佐賀のやばい嬢ちゃんepisode.2 彼女の義手

作者: 川里隼生

 二〇一九年、佐賀は世紀末的治安悪化に苦しんでいた。『新世紀新撰組』と名乗る巨大犯罪組織の活動によるものである。前年に壊滅した国際テロ組織『世界統一委員会』の残党も加わり、東京オリンピックを前にして、佐賀は弥生時代から続く佐賀史上最大の苦境に立たされていた。


 さて、そんな佐賀には民間人が単独で、時には複数人のグループで、犯罪者を捕え、警察に突き出す賞金稼ぎの制度がある。新地しんち輝夜かぐやという中学二年生の少女もその一人。大量殺人犯の西崎にしざき泰斗ひろとを捕まえ、賞金一千万円を手にした。賞金稼ぎに味をしめた輝夜は、今日も元気に獲物を探している。
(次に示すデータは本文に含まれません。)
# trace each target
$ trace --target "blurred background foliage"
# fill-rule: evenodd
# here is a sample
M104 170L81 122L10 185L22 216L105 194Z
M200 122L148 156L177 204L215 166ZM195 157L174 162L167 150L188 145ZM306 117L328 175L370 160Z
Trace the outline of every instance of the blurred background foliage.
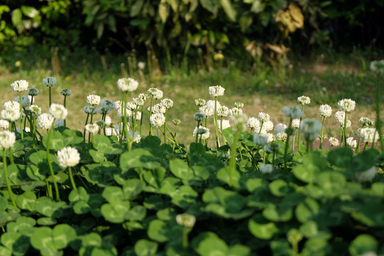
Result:
M274 61L384 43L383 0L2 0L0 50L46 45ZM200 55L199 55L200 54ZM208 61L208 60L206 60Z

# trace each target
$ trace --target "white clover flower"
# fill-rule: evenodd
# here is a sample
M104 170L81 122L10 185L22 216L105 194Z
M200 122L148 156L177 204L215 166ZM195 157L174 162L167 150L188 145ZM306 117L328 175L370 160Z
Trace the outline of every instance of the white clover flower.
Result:
M228 117L230 114L230 110L228 107L220 106L218 107L218 115L219 117Z
M277 134L279 133L285 133L286 129L287 129L287 125L284 124L279 124L274 127L274 132L275 134Z
M38 95L39 90L37 88L28 88L28 95L29 96L37 96Z
M47 87L52 87L56 85L58 80L55 78L48 77L43 79L43 85Z
M319 107L319 114L321 117L329 117L332 115L332 107L330 105L324 104Z
M139 86L139 82L131 78L120 78L117 80L117 88L122 92L133 92Z
M356 148L357 146L357 142L356 139L353 139L353 137L347 138L346 143L348 146L351 148Z
M68 114L68 110L60 104L52 103L48 113L55 119L64 120Z
M345 112L350 112L355 110L356 103L351 99L340 100L337 103L338 108Z
M148 89L148 92L154 99L161 100L163 97L163 92L157 88L149 88Z
M178 225L185 228L193 228L196 222L196 218L188 213L178 214L176 219Z
M85 114L97 114L99 110L93 106L85 106L82 108L82 110Z
M0 132L0 148L8 149L14 146L16 142L16 135L14 132L9 131Z
M15 110L20 112L20 103L14 100L9 100L4 103L4 110Z
M15 92L21 92L28 90L28 82L25 80L15 81L11 84L11 87Z
M85 127L85 131L92 134L99 132L100 127L97 124L88 124Z
M20 110L3 110L0 114L1 119L9 122L16 122L20 119Z
M265 112L260 112L259 114L257 114L257 118L259 119L259 120L260 120L261 122L268 122L270 121L270 115L267 113L265 113Z
M198 107L203 107L203 105L206 105L206 100L203 100L203 99L195 100L195 104Z
M195 113L193 114L193 119L198 122L203 121L206 119L206 114L200 112Z
M373 143L380 139L379 134L375 128L362 128L360 129L358 134L364 142Z
M215 109L206 105L200 107L198 111L201 113L205 114L207 117L210 117L215 114Z
M300 128L300 119L299 118L295 118L292 119L292 128L294 129Z
M163 99L161 102L166 109L170 109L174 106L174 101L171 99Z
M201 125L198 128L197 127L195 127L193 135L194 137L198 136L198 139L201 137L201 139L208 139L210 137L210 132L208 128L203 127Z
M221 123L223 122L223 129L221 129ZM218 128L219 129L219 132L221 132L221 130L225 130L225 129L230 127L230 124L229 122L229 120L227 119L223 119L222 122L220 120L218 120Z
M287 117L292 119L297 119L302 117L303 115L303 111L299 107L284 107L282 108L283 113Z
M58 161L63 168L74 167L79 164L80 160L80 154L75 148L67 146L58 151Z
M151 108L148 107L148 111L150 111ZM152 113L159 113L159 114L165 114L166 112L166 108L162 105L161 103L155 104L152 107Z
M100 104L101 97L96 95L89 95L87 96L87 102L91 105Z
M300 96L297 98L297 102L302 105L309 105L311 103L311 98L306 96Z
M134 136L133 134L133 131L128 132L128 137L130 139L133 139L133 141L136 143L140 142L142 140L142 137L140 137L140 134L137 132L137 131L134 132Z
M336 138L331 137L329 138L329 144L331 144L331 146L338 146L338 145L340 145L340 142L338 142L338 139L337 139Z
M371 181L376 176L376 166L373 166L366 171L355 173L355 178L358 182Z
M256 117L250 117L248 118L248 120L247 120L247 122L245 124L251 129L256 129L260 127L260 122L258 119Z
M9 122L4 119L0 120L0 129L6 130L9 128Z
M149 117L151 125L154 127L160 127L164 124L165 117L161 113L154 113Z
M63 95L63 96L69 96L72 94L72 90L70 89L61 89L61 90L60 91L60 93Z
M270 174L273 171L273 166L272 164L260 164L259 169L262 174Z
M55 118L53 116L43 113L37 119L38 127L44 129L50 129L54 121Z
M225 90L220 85L210 86L208 88L209 94L215 97L224 95Z

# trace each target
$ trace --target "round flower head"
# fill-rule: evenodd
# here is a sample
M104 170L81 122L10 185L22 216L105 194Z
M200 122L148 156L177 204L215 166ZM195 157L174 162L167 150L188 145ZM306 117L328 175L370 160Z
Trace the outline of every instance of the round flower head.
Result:
M260 112L259 114L257 114L257 118L261 122L268 122L270 121L270 115L265 112Z
M28 95L29 96L37 96L38 95L39 90L37 88L28 88Z
M6 130L9 128L9 122L4 119L0 119L0 129Z
M61 90L60 91L60 93L61 93L61 95L63 96L69 96L72 94L72 90L70 89L61 89Z
M286 129L287 129L287 125L284 124L279 124L274 127L274 132L275 134L277 134L279 133L284 133Z
M197 136L199 139L201 138L201 139L208 139L210 137L210 132L208 128L203 127L201 125L198 127L195 127L193 135L194 137Z
M220 106L218 108L218 115L219 117L228 117L230 113L230 110L228 107Z
M300 119L299 118L295 118L292 119L292 128L294 129L300 128Z
M123 92L133 92L139 86L139 82L131 78L120 78L117 80L117 88Z
M16 135L9 131L0 132L0 148L8 149L14 146L16 142Z
M195 100L195 104L198 107L202 107L206 105L206 100L203 100L203 99Z
M351 99L343 99L337 103L338 108L345 112L350 112L355 110L356 103Z
M24 80L15 81L11 84L11 87L15 92L21 92L28 90L28 82Z
M164 124L165 117L161 113L154 113L149 117L151 125L154 127L160 127Z
M161 100L161 105L167 109L170 109L174 106L174 101L170 99L163 99Z
M75 148L67 146L58 151L58 161L63 168L74 167L79 164L80 160L80 154Z
M206 119L206 114L197 112L193 114L193 119L196 121L201 122Z
M100 96L95 95L89 95L87 96L87 102L91 105L100 104Z
M20 97L17 96L14 100L14 102L18 102L20 104ZM26 108L31 105L31 100L29 100L29 97L28 95L21 95L21 107Z
M180 124L180 123L181 122L181 121L180 121L180 119L174 119L172 120L172 122L174 123L174 124L175 125L178 125Z
M43 79L43 85L44 86L52 87L56 85L57 83L58 80L55 78L49 77Z
M64 120L68 114L68 110L60 104L52 103L48 113L57 119Z
M260 128L260 122L256 117L250 117L245 124L251 129Z
M97 124L88 124L85 125L85 128L86 132L92 134L99 132L100 129L100 127Z
M329 117L332 115L332 107L330 105L324 104L319 107L319 114L321 117Z
M299 107L284 107L283 113L292 119L300 118L303 115L303 111Z
M270 174L273 171L272 165L269 164L260 164L259 169L262 174Z
M0 115L3 119L16 122L20 119L20 111L14 109L3 110Z
M209 94L215 97L224 95L225 90L225 89L220 85L210 86L208 88Z
M37 119L38 127L44 129L50 129L54 120L55 118L50 114L43 113Z
M302 105L309 105L311 103L311 98L306 96L300 96L297 98L297 102Z
M163 92L157 88L149 88L148 89L148 92L154 99L161 100L163 97Z

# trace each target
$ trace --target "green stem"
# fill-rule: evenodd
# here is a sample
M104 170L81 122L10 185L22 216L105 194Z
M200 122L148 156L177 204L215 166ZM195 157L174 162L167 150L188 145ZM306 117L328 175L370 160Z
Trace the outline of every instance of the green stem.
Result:
M8 178L8 171L6 170L6 150L3 149L3 166L4 170L4 177L6 179L6 188L8 188L8 193L9 193L9 198L14 206L17 207L15 199L14 198L14 192L12 192L12 188L11 188L11 184L9 183L9 180Z

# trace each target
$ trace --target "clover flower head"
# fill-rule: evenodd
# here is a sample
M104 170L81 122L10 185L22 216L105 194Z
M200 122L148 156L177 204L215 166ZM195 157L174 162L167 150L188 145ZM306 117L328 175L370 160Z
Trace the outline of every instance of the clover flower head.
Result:
M14 132L9 131L0 132L0 148L8 149L14 146L16 142L16 135Z
M11 87L15 92L21 92L28 90L28 83L25 80L15 81L11 84Z
M161 100L161 105L166 109L170 109L174 106L174 101L171 99L163 99Z
M148 89L149 95L154 99L161 100L163 97L163 92L157 88L151 87Z
M338 146L340 145L340 142L338 142L338 139L334 137L331 137L329 139L329 144L332 146Z
M149 117L151 125L154 127L160 127L165 122L165 117L161 113L154 113Z
M101 97L96 95L89 95L87 96L87 102L91 105L100 104Z
M37 96L39 93L39 90L37 88L28 88L28 95L29 96Z
M48 113L55 119L64 120L68 114L68 110L61 104L52 103Z
M215 97L224 95L225 90L220 85L210 86L208 88L209 94Z
M99 132L100 127L97 124L88 124L85 127L85 131L95 134Z
M297 98L297 102L302 105L311 104L311 98L306 96L300 96Z
M193 114L193 119L196 121L201 122L206 119L206 114L201 113L201 112L196 112Z
M58 161L63 168L74 167L80 160L80 156L78 149L67 146L58 151Z
M60 91L60 93L61 93L61 95L63 96L69 96L72 94L72 90L70 89L61 89L61 90Z
M332 107L326 104L320 105L319 107L319 114L321 117L329 117L332 115Z
M37 119L38 127L44 129L50 129L54 121L55 118L50 114L43 113Z
M355 110L356 103L351 99L340 100L337 103L338 108L345 112L350 112Z
M139 82L131 78L120 78L117 80L117 88L122 92L133 92L139 86Z
M53 77L48 77L46 78L43 78L43 85L46 87L52 87L56 85L58 83L58 80L55 78Z
M300 118L303 115L303 111L297 106L283 107L282 111L284 114L292 119Z
M257 114L257 118L261 122L268 122L270 121L270 115L265 112L260 112L259 114Z
M206 100L203 100L203 99L195 100L195 104L198 107L202 107L206 105Z

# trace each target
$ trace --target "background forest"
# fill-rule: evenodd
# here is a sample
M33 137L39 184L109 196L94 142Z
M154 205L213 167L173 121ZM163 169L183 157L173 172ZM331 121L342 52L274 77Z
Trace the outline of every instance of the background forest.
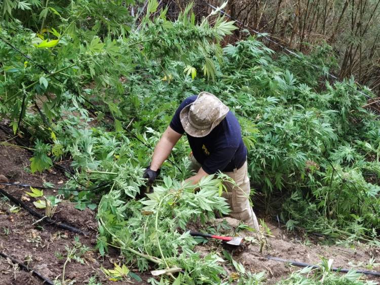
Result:
M198 192L179 183L190 175L185 139L154 192L141 195L160 134L178 104L201 91L239 118L253 206L263 197L259 216L343 246L378 247L380 121L371 102L380 86L379 3L210 1L220 7L212 9L199 2L0 1L2 124L27 140L31 173L69 161L65 187L78 191L60 197L97 211L101 255L116 246L141 271L152 263L183 269L153 284L262 278L232 260L240 275L231 279L220 257L193 251L186 224L229 210L223 176L202 180ZM252 29L306 55L283 52ZM37 208L60 202L33 193Z

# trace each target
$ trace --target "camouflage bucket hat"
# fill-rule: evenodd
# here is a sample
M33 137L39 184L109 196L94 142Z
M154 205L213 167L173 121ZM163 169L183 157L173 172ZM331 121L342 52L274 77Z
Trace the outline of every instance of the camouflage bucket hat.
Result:
M224 118L230 109L216 96L201 92L197 99L183 108L179 117L183 129L192 137L208 135Z

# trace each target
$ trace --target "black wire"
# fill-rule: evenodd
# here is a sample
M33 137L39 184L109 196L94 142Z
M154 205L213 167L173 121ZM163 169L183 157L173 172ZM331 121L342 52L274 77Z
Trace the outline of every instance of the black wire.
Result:
M242 117L244 117L245 118L246 118L249 119L250 120L252 120L251 118L250 118L249 117L248 117L247 116L246 116L245 115L243 115L243 114L239 114L239 115L240 115L240 116L242 116ZM273 127L279 128L282 129L283 130L286 130L286 128L284 128L283 127L280 126L278 125L276 125L276 126L275 126L274 125L272 125L271 124L269 124L269 123L266 123L266 122L264 122L264 121L260 121L260 123L262 123L263 124L264 124L269 125L269 126L272 126ZM311 142L311 143L313 144L314 144L314 146L315 146L318 149L319 148L319 147L317 144L317 143L314 141L313 141L313 140L312 140L311 138L310 138L309 137L306 137L306 138L307 139L308 139L309 141L310 141L310 142ZM322 144L323 145L323 147L325 148L325 149L327 149L327 148L326 146L326 145L325 145L324 142L323 142L323 141L321 141L321 142L322 142ZM336 170L336 169L335 168L335 167L334 167L334 166L332 164L332 162L331 162L331 161L326 155L326 154L324 152L322 152L322 154L323 155L323 157L324 157L324 158L327 161L327 162L329 163L329 164L331 166L331 167L332 168L333 170L336 173L336 174L337 175L338 177L340 179L340 180L341 180L342 183L343 184L344 184L346 186L347 186L347 187L348 187L348 188L350 190L350 191L351 191L353 192L352 191L352 190L351 189L351 188L350 188L350 186L348 185L348 184L346 183L346 181L347 180L345 180L345 179L344 179L341 177L341 176L340 176L340 175L339 174L339 173L337 172L337 171ZM363 203L363 200L361 199L360 197L359 197L358 196L359 194L360 193L360 191L359 191L359 189L357 188L356 186L353 182L352 182L351 181L350 181L349 180L349 182L350 182L351 183L351 184L352 184L352 186L354 186L354 188L355 188L355 189L357 193L357 195L356 195L357 198L358 198L358 199L359 199L359 200L361 202ZM368 196L368 193L367 193L367 192L365 191L363 191L363 192L364 192L364 194L365 194L365 195L366 195L366 197L368 199L370 199L370 197L369 196ZM373 212L374 212L376 214L376 215L378 215L379 214L378 212L376 210L376 209L375 209L375 208L373 206L373 204L372 203L370 203L370 202L369 203L369 204L371 205L371 207L372 208L372 210L373 210Z
M215 7L213 6L212 5L211 5L211 4L209 4L209 3L208 3L207 2L206 2L205 0L202 0L202 1L204 3L205 3L207 5L208 5L209 7L211 7L212 9L215 9L215 10L217 9L216 7ZM219 12L222 14L225 15L227 17L229 17L230 19L233 20L234 21L235 21L237 23L238 23L239 24L240 24L242 26L243 26L244 27L245 27L246 28L247 28L249 30L251 30L254 33L255 33L256 34L259 35L260 35L260 36L264 37L264 38L265 38L266 39L267 39L269 42L270 42L271 43L273 43L273 44L274 44L275 45L276 45L278 47L280 47L282 49L283 49L285 50L285 51L286 51L287 52L288 52L289 53L290 53L291 54L292 54L293 55L295 56L295 57L297 57L297 58L298 58L299 59L303 59L303 60L305 60L305 59L303 59L301 56L300 56L299 55L297 54L296 53L295 53L293 51L290 50L289 49L288 49L288 48L284 46L283 46L281 44L279 44L277 42L276 42L275 40L273 40L273 39L272 39L271 38L268 37L268 36L265 36L263 35L263 34L262 34L263 33L260 33L260 32L258 32L258 31L256 31L256 30L252 29L252 28L250 28L250 27L249 27L248 26L247 26L247 25L246 25L244 23L242 23L242 22L240 22L237 19L236 19L235 18L234 18L233 16L232 16L230 15L229 15L228 14L227 14L226 13L225 13L224 11L223 11L222 10L219 10ZM303 55L303 54L302 54L302 55ZM311 62L309 62L307 60L305 60L305 61L306 61L309 64L311 64L312 66L313 66L313 67L315 67L315 68L317 68L318 69L322 69L322 68L320 66L318 66L318 65L316 65L315 64L314 64L313 63L312 63ZM324 72L324 71L323 71L323 72ZM335 79L335 80L337 81L338 79L339 79L339 78L338 78L337 77L336 77L336 76L335 76L335 75L331 74L329 72L326 72L326 73L327 73L327 74L328 74L329 76L330 76L330 77L331 77L333 78L334 79ZM371 96L369 96L367 95L367 94L366 94L364 92L362 92L360 90L358 90L357 89L355 89L355 88L354 88L354 87L353 87L351 85L349 85L349 86L350 87L351 87L351 88L352 88L354 90L355 90L355 91L357 91L358 92L359 92L359 93L360 93L361 95L363 95L364 97L366 97L367 98L368 98L368 99L372 99L372 98Z
M0 182L0 185L5 185L5 186L18 186L18 187L21 187L23 188L35 188L37 189L46 189L46 190L60 190L62 191L95 191L95 190L97 190L100 188L101 188L105 185L108 184L107 183L104 183L101 184L99 185L98 185L96 187L95 187L94 188L88 189L80 189L79 188L75 188L75 189L65 189L65 188L55 188L55 187L46 187L46 186L35 186L35 185L31 185L29 184L27 184L25 183L3 183Z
 町中で腕を組み、反射的にすぐ離した。左腕が熱を帯びていたからだ。彼女の左腕は義手で、鉄でできている。明らかに義手とわかる彼女の腕には、太陽光だけでなく通行人の奇異の視線も突き刺さる。実用性の高い機械の義手と、一目見ただけでは普通の腕と変わらないマネキンの義手という二つの選択肢を突きつけられた両親が前者を選んだ。


 輝夜本人は捻くれた性格なので、他人の目線は気にしない。両親、特に母親は上手く産んでやれなかったと輝夜に申し訳なさそうに言うが、実のところ輝夜は自分の体が嫌いではないし、むしろ自分好きなほうだ。生んでもらってありがたいと感じている。小学校の卒業式の日にそのことを告げ、三人で泣きあった。輝夜としては気恥ずかしい思い出ができた。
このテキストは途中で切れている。